# Imports and settings

### Microbiome-based Obesity Analysis <br> Statistical Association and Predictive Modeling

In this notebook, we analyze gut microbiome data in order to study the relationship between bacterial taxa and obesity.

The goals of this analysis are twofold:
1. **Statistical association**: identify bacterial taxa whose abundances differ significantly between lean and obese individuals.
2. **Predictive modeling**: evaluate whether gut microbiome composition can be used to predict obesity status.

The dataset was obtained from the *LeChatelierE_2013* study via the curatedMetagenomicData framework.  
Initial data acquisition, filtering, and preprocessing were performed in a separate notebook and are summarized below.

Our Final Research Question: <br>Which gut bacterial taxa are associated with obesity (BMI â‰¥ 30 vs BMI â‰¤ 25), and how well can gut microbiome composition predict obesity status?


In [None]:
import numpy as np
import MIPMLP
import pandas as pd
import seaborn as sns
import matplotlib.pyplot as plt
from MIPMLP import preprocess

from scipy.stats import mannwhitneyu
from statsmodels.stats.multitest import multipletests

from sklearn.model_selection import StratifiedKFold, train_test_split
from sklearn.preprocessing import StandardScaler
from sklearn.pipeline import Pipeline
from sklearn.linear_model import LogisticRegression
from sklearn.metrics import (
    confusion_matrix, classification_report,
    roc_auc_score, roc_curve, auc
)

# Set visual style
sns.set_theme(style="whitegrid", palette="muted")
plt.rcParams['figure.figsize'] = (10, 6)
plt.rcParams['font.size'] = 12

ModuleNotFoundError: No module named 'MIPMLP'

# 1. Data Loading & The "Data Challenge"

In this section, we load the raw abundance data and metadata, then define our target groups (Lean vs. Obese). We also explore the unique challenges posed by microbiome data.

In [None]:
# Load Metadata and Abundance data
meta_raw = pd.read_csv('Data/Raw_LeChatelier_metadata.csv', index_col=0)
X_raw = pd.read_csv('Data/Raw_LeChatelier_relative_abundance.csv', index_col=0)

print(f"Metadata shape: {meta_raw.shape}")
print(f"Abundance matrix shape: {X_raw.shape}")

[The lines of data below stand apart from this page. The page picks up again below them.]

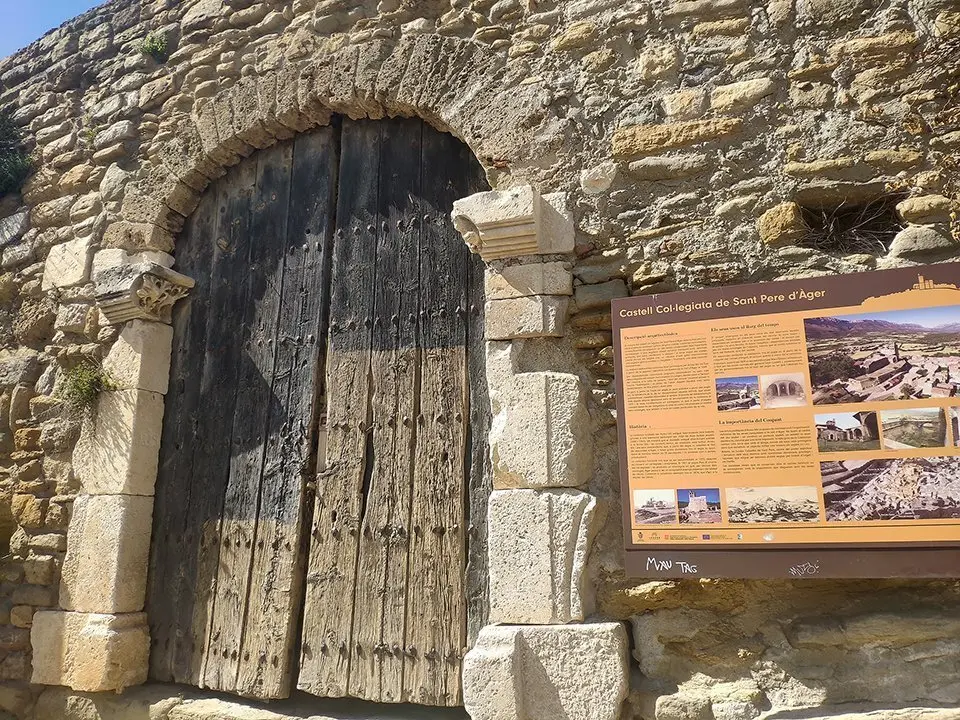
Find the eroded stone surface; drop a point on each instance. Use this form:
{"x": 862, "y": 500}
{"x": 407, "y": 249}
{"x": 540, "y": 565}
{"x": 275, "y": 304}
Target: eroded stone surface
{"x": 538, "y": 544}
{"x": 577, "y": 672}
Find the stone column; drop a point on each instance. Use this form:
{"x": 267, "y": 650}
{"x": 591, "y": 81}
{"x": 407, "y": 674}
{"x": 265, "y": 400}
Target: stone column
{"x": 541, "y": 660}
{"x": 99, "y": 639}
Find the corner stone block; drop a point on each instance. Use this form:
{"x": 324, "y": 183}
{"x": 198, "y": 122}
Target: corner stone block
{"x": 90, "y": 652}
{"x": 528, "y": 317}
{"x": 119, "y": 444}
{"x": 541, "y": 438}
{"x": 538, "y": 544}
{"x": 518, "y": 281}
{"x": 67, "y": 264}
{"x": 574, "y": 672}
{"x": 108, "y": 547}
{"x": 140, "y": 358}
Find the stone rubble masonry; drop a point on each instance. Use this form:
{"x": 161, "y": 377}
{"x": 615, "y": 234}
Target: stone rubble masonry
{"x": 140, "y": 358}
{"x": 68, "y": 264}
{"x": 538, "y": 544}
{"x": 541, "y": 437}
{"x": 89, "y": 652}
{"x": 117, "y": 452}
{"x": 574, "y": 672}
{"x": 108, "y": 546}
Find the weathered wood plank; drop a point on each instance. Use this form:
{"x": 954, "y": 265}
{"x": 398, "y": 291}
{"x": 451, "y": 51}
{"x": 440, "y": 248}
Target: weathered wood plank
{"x": 376, "y": 672}
{"x": 436, "y": 613}
{"x": 276, "y": 587}
{"x": 170, "y": 556}
{"x": 479, "y": 474}
{"x": 327, "y": 643}
{"x": 256, "y": 376}
{"x": 216, "y": 398}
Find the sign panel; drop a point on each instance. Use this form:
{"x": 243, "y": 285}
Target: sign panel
{"x": 800, "y": 428}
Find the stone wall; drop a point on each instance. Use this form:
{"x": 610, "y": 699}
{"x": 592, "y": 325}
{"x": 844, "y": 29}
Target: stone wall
{"x": 694, "y": 141}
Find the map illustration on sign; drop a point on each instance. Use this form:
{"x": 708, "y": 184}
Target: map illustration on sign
{"x": 805, "y": 415}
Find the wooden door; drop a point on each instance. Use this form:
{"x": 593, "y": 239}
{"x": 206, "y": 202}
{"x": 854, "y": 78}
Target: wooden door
{"x": 337, "y": 309}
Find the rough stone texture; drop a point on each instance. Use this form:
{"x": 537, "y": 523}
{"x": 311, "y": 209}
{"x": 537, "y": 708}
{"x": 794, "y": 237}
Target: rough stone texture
{"x": 108, "y": 544}
{"x": 578, "y": 672}
{"x": 90, "y": 652}
{"x": 781, "y": 225}
{"x": 924, "y": 242}
{"x": 647, "y": 139}
{"x": 539, "y": 439}
{"x": 526, "y": 317}
{"x": 554, "y": 96}
{"x": 140, "y": 358}
{"x": 119, "y": 443}
{"x": 515, "y": 281}
{"x": 68, "y": 264}
{"x": 538, "y": 543}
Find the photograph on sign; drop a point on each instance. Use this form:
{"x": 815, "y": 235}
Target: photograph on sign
{"x": 817, "y": 414}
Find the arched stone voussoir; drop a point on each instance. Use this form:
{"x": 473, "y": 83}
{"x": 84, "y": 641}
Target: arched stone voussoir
{"x": 456, "y": 85}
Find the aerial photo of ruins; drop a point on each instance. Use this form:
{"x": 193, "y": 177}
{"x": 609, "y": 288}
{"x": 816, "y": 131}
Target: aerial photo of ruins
{"x": 654, "y": 507}
{"x": 847, "y": 431}
{"x": 773, "y": 504}
{"x": 895, "y": 355}
{"x": 913, "y": 428}
{"x": 897, "y": 489}
{"x": 742, "y": 393}
{"x": 699, "y": 506}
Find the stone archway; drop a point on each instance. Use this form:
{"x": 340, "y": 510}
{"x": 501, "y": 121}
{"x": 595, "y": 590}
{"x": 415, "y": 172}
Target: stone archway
{"x": 459, "y": 87}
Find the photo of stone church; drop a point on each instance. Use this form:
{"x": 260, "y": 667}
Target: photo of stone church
{"x": 847, "y": 431}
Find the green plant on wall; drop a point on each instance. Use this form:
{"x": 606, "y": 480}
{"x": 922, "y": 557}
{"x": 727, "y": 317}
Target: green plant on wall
{"x": 14, "y": 161}
{"x": 82, "y": 385}
{"x": 155, "y": 45}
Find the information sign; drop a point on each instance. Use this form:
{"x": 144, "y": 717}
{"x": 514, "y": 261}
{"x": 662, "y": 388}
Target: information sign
{"x": 802, "y": 428}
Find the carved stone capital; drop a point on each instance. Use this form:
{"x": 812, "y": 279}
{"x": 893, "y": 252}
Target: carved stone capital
{"x": 511, "y": 223}
{"x": 144, "y": 290}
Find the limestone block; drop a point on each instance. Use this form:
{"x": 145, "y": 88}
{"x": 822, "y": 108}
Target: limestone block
{"x": 517, "y": 281}
{"x": 515, "y": 222}
{"x": 119, "y": 442}
{"x": 541, "y": 438}
{"x": 575, "y": 672}
{"x": 781, "y": 225}
{"x": 538, "y": 316}
{"x": 140, "y": 358}
{"x": 89, "y": 652}
{"x": 68, "y": 264}
{"x": 108, "y": 545}
{"x": 741, "y": 95}
{"x": 923, "y": 241}
{"x": 538, "y": 545}
{"x": 637, "y": 140}
{"x": 928, "y": 209}
{"x": 599, "y": 295}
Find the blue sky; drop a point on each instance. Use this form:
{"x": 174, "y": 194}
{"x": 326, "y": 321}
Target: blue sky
{"x": 27, "y": 20}
{"x": 926, "y": 317}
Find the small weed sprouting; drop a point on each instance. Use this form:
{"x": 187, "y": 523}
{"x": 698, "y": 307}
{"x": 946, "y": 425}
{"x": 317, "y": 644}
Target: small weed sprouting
{"x": 82, "y": 384}
{"x": 155, "y": 45}
{"x": 15, "y": 163}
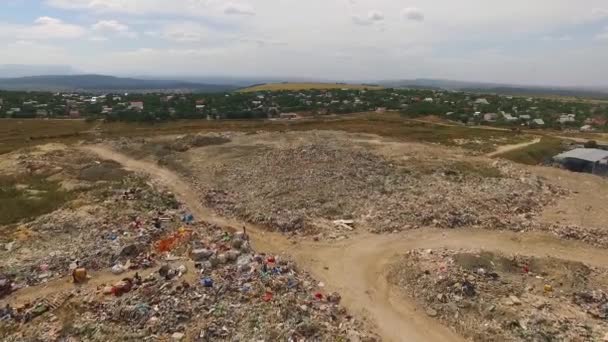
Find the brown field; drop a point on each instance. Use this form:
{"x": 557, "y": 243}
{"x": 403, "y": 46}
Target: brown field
{"x": 307, "y": 86}
{"x": 15, "y": 134}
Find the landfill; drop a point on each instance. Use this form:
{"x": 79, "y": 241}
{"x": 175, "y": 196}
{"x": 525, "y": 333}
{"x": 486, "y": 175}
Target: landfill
{"x": 487, "y": 296}
{"x": 126, "y": 261}
{"x": 303, "y": 184}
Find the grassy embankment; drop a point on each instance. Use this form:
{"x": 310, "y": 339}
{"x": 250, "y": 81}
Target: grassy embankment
{"x": 307, "y": 86}
{"x": 537, "y": 153}
{"x": 25, "y": 197}
{"x": 16, "y": 134}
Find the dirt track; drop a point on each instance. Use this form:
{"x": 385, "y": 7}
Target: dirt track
{"x": 509, "y": 148}
{"x": 357, "y": 267}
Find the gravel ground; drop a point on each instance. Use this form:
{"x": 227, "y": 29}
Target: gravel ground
{"x": 490, "y": 297}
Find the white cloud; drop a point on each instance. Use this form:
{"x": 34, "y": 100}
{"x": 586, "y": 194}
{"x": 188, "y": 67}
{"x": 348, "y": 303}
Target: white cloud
{"x": 185, "y": 32}
{"x": 602, "y": 36}
{"x": 413, "y": 14}
{"x": 43, "y": 28}
{"x": 599, "y": 13}
{"x": 375, "y": 16}
{"x": 564, "y": 38}
{"x": 371, "y": 18}
{"x": 315, "y": 29}
{"x": 110, "y": 26}
{"x": 238, "y": 9}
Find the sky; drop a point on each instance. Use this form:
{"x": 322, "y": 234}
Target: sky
{"x": 541, "y": 42}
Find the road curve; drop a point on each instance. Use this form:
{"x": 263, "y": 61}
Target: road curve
{"x": 357, "y": 267}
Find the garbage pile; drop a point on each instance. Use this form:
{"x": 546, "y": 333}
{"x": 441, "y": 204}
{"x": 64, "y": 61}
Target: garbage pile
{"x": 290, "y": 187}
{"x": 189, "y": 141}
{"x": 208, "y": 285}
{"x": 593, "y": 236}
{"x": 118, "y": 228}
{"x": 486, "y": 296}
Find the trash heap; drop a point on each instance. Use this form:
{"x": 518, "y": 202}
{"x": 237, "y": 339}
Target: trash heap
{"x": 486, "y": 296}
{"x": 290, "y": 188}
{"x": 96, "y": 235}
{"x": 208, "y": 285}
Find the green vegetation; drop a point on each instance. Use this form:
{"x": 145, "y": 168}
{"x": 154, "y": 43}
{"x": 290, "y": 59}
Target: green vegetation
{"x": 27, "y": 197}
{"x": 24, "y": 133}
{"x": 307, "y": 86}
{"x": 536, "y": 154}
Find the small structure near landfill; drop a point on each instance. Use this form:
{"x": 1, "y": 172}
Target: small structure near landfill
{"x": 589, "y": 160}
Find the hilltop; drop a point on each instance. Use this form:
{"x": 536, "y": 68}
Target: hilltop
{"x": 306, "y": 86}
{"x": 102, "y": 83}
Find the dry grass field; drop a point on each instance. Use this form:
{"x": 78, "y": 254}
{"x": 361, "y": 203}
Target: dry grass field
{"x": 306, "y": 86}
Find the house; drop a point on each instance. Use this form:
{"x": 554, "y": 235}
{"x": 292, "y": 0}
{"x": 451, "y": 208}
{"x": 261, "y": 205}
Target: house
{"x": 288, "y": 116}
{"x": 597, "y": 121}
{"x": 567, "y": 118}
{"x": 509, "y": 117}
{"x": 589, "y": 160}
{"x": 490, "y": 117}
{"x": 538, "y": 122}
{"x": 137, "y": 105}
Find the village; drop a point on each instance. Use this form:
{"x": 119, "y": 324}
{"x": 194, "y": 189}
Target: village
{"x": 461, "y": 107}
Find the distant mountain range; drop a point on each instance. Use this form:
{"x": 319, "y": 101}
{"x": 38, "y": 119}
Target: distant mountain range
{"x": 499, "y": 88}
{"x": 66, "y": 79}
{"x": 101, "y": 83}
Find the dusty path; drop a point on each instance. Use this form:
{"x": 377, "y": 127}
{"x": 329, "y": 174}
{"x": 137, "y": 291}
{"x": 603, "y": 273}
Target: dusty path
{"x": 357, "y": 267}
{"x": 508, "y": 148}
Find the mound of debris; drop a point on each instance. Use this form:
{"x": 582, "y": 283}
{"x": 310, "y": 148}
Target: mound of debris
{"x": 96, "y": 235}
{"x": 292, "y": 187}
{"x": 125, "y": 261}
{"x": 187, "y": 142}
{"x": 210, "y": 286}
{"x": 490, "y": 297}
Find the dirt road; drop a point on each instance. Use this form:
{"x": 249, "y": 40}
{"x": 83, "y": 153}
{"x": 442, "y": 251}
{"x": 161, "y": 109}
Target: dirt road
{"x": 357, "y": 267}
{"x": 508, "y": 148}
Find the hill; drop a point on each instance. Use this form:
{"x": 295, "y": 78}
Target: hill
{"x": 499, "y": 88}
{"x": 306, "y": 86}
{"x": 101, "y": 83}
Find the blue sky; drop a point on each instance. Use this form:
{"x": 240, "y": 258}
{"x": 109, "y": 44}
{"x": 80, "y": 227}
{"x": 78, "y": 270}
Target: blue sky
{"x": 557, "y": 42}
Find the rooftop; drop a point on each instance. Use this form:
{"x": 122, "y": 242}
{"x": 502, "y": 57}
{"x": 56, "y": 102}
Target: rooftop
{"x": 587, "y": 154}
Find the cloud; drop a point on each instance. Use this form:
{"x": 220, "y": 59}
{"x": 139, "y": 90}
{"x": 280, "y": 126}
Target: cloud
{"x": 185, "y": 32}
{"x": 110, "y": 26}
{"x": 371, "y": 18}
{"x": 375, "y": 16}
{"x": 413, "y": 14}
{"x": 237, "y": 9}
{"x": 43, "y": 28}
{"x": 599, "y": 13}
{"x": 563, "y": 38}
{"x": 602, "y": 36}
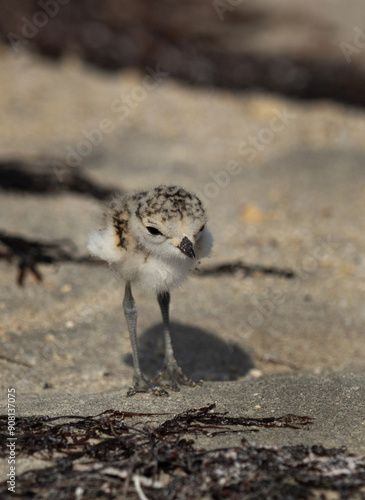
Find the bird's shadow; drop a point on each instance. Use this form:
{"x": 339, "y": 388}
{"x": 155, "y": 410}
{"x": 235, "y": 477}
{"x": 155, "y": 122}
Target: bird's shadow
{"x": 201, "y": 355}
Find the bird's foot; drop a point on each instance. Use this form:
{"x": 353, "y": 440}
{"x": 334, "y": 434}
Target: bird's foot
{"x": 172, "y": 376}
{"x": 140, "y": 384}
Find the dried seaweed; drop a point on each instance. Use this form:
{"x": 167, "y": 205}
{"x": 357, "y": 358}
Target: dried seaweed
{"x": 41, "y": 178}
{"x": 104, "y": 457}
{"x": 27, "y": 254}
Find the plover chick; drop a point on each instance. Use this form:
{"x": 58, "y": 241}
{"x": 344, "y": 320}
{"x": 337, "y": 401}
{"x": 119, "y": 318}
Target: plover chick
{"x": 153, "y": 239}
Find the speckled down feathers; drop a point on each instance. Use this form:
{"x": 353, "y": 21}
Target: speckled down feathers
{"x": 153, "y": 261}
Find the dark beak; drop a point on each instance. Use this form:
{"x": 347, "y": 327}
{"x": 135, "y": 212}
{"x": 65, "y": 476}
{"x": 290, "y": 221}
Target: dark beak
{"x": 187, "y": 248}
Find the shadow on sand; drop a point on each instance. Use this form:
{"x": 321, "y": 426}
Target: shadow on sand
{"x": 200, "y": 354}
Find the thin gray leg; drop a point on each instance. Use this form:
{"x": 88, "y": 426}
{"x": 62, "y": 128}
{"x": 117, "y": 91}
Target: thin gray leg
{"x": 130, "y": 312}
{"x": 140, "y": 384}
{"x": 171, "y": 369}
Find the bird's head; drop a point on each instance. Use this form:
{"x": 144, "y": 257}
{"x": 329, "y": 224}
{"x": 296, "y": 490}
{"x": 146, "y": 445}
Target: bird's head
{"x": 169, "y": 222}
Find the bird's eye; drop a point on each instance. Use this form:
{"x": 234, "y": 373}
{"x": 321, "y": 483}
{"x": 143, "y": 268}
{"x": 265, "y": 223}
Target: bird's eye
{"x": 153, "y": 230}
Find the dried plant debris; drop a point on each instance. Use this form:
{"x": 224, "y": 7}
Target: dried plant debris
{"x": 27, "y": 254}
{"x": 185, "y": 48}
{"x": 41, "y": 177}
{"x": 104, "y": 457}
{"x": 246, "y": 270}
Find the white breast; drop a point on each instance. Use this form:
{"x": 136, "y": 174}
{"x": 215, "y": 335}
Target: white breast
{"x": 153, "y": 274}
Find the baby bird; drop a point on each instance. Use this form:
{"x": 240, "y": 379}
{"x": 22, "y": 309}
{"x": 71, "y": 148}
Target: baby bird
{"x": 153, "y": 239}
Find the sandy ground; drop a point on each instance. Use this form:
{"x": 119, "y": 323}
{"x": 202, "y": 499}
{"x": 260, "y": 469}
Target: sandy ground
{"x": 283, "y": 182}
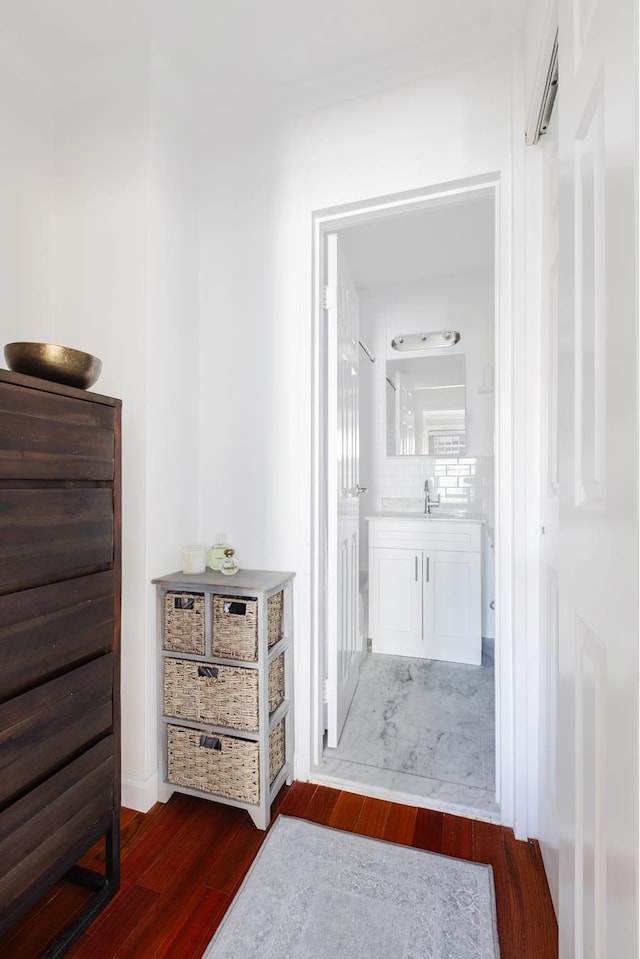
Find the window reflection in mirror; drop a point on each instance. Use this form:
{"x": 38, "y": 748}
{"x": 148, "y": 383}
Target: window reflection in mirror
{"x": 426, "y": 405}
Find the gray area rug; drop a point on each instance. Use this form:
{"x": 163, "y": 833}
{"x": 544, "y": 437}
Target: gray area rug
{"x": 320, "y": 893}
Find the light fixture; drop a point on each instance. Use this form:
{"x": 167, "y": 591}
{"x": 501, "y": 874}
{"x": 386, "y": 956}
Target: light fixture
{"x": 425, "y": 341}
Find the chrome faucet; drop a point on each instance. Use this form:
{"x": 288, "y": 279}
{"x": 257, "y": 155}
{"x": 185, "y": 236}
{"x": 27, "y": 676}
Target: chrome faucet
{"x": 428, "y": 502}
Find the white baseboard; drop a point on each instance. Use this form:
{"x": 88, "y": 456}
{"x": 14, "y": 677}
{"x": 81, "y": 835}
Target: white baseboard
{"x": 140, "y": 794}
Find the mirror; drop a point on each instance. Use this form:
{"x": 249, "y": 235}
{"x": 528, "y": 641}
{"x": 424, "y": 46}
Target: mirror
{"x": 426, "y": 406}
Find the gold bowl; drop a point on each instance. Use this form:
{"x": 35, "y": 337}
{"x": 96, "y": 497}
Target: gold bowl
{"x": 51, "y": 362}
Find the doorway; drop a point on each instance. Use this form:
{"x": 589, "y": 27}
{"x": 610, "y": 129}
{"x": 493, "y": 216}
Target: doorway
{"x": 388, "y": 249}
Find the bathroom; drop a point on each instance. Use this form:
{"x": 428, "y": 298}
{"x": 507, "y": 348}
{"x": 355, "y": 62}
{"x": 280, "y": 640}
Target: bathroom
{"x": 419, "y": 727}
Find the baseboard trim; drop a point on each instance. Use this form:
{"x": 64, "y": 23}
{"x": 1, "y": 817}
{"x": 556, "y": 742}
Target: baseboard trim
{"x": 140, "y": 794}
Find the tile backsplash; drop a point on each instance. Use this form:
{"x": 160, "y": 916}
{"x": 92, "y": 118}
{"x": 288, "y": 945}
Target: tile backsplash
{"x": 466, "y": 481}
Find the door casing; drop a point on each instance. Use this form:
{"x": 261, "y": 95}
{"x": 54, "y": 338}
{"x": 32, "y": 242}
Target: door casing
{"x": 511, "y": 765}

# Filter for Lean (BMI <= 25) and Obese (BMI >= 30)
meta_filtered = meta_raw[(meta_raw['BMI'] <= 25) | (meta_raw['BMI'] >= 30)].copy()
meta_filtered['group'] = np.where(meta_filtered['BMI'] <= 25, 'Lean', 'Obese')

# Align abundance data with filtered metadata
X = X_raw.loc[meta_filtered.index]
y = meta_filtered['group']

print(f"\nFinal dataset shape: {X.shape}")
print(f"Class distribution:\n{y.value_counts()}")

## 1.1 Data Preprocessing using MIPMLP

We use the course's official pipeline (MIPMLP) for data preprocessing. This pipeline includes:
1. **Taxonomy Aggregation**: Ensuring data is at the Species level (Level 7).
2. **Normalization**: Applying Relative Normalization.
3. **Filtering**: Removing rare taxa that appear in fewer than 1% of samples.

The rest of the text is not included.